It’s unfortunate, but there are many waiting times in data science. Dealing with them well can make work more productive and enjoyable. Common waiting times include:
- model is training
- data pipeline is running
- report is rendering
- Docker image is building
- tests are running
- someone else is reviewing your code
- huge upload/download
These waits range from seconds to days.
Ideally, there would not be any waiting times. Many can be eliminated or reduced Here are the top strategies, ranked by effectiveness in my experience:
Strategy | Effectiveness | Downsides |
---|---|---|
Caching results | Very high, cuts wait times to zero | Stale data |
Indexing databases | High, can massively speed up queries | Not always possible, slows down writes |
Mocking dependencies | High, can speed up tests | Adds complexity |
Running with smaller inputs | High, can speed up debugging | Not the real result |
Writing more efficient code | Medium, can speed up code | It’s hard |
Parallelizing code | Medium, can speed up code | Hard and adds complexity |
Using faster hardware | Medium, can speed up code | Expensive, not always effective |
It’s very easy to lose 50% or more of one’s productivity to waiting times. The most common form is an inefficient debug cycle: change code, wait for build, run code, wait for results, repeat. Bonus points if the code is a CI/CD pipeline.

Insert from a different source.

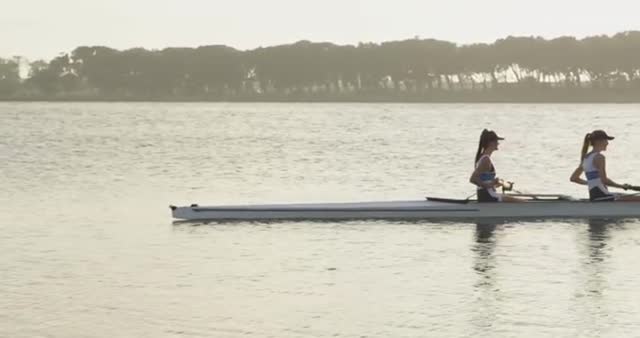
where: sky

Eliminating a waiting time in a workflow is a huge win, especially when multiple people are using the same workflow.
However, many waiting times are unavoidable, especially when working with large language models. Given that these wait times occur regularly, it makes sense to put together a little plan for what to do with them.
I suggest spending the time in a way that guards focus and short-term memory of the work at hand. Else, you’re effectively doing this:
Except the interruptions are self-inflicted.
The longer the wait is, the more it’s worth to switch context. Here’s a rough, opinionated guide based on my experience and research by Parnin and Rugaber (2010). The authors measure edit lag, the time between a developer returning to a task and making the first edit. In a study of 10,000 Java developers, they measured these edit lags:
For difficult tasks, the edit lag after an interruption can easily exceed the length of the interruption itself. Let’s get to the tactics to handle waiting times.
Seconds to minutes
These wait times can turn into interruptions, but they don’t have to. It’s tempting to fill smaller breaks with social media or news. However, this floods the short-term memory with new information, replacing the context of the work you were doing. Plus, scrolling is addictive and tends to exceed the actual wait time.
If possible, resist the urge to switch context. It’s ok to just wait for a moment. Look out the window, stretch, take a sip of water, breathe. If you must do something, I suggest doing a physical task like tidying up your desk or making a cup of tea, rather than a computer task.
Minutes to an hour
This is too long to just do nothing. Before switching context, try to leave an intentional cue for yourself to pick up where you left off, such as a TODO comment that lets you pick up the thread. Keep the IDE open with the file you were working on.
Ideally, pick a little task that is still relevant to your main task. Read through the code, write a comment, plan your next steps, write another test or refactor a small piece of code. Alternatively take a little break or knock out some easy tasks, such as answering emails.
Starting a new big task is not worth it, as it would take a ramp-up time to get back into the context of that task first. This is one of the main points behind Paul Graham’s Maker’s Schedule, Manager’s Schedule.
Hours to days
Outside of training large models or running simulations, waiting times this long shouldn’t occur for technical reasons. If they do, it’s a sign that a process is not well-optimized. Fix the process, don’t suffer this wait time too often.
For processes involving humans this sort of wait time is normal though. There the best strategy is to have a plan for what to do during the wait time. When allocating tasks in a team I suggest that every developer has one or more backup tasks that can be worked on when waiting on something on the main task.
Conclusion
Waiting times are a fact of life in data science. They can be reduced, but not eliminated. It’s worth having a plan for how to spend the time to avoid losing focus and short-term memory. This can make work not just more productive but also more enjoyable, as the stress of re-finding context is reduced.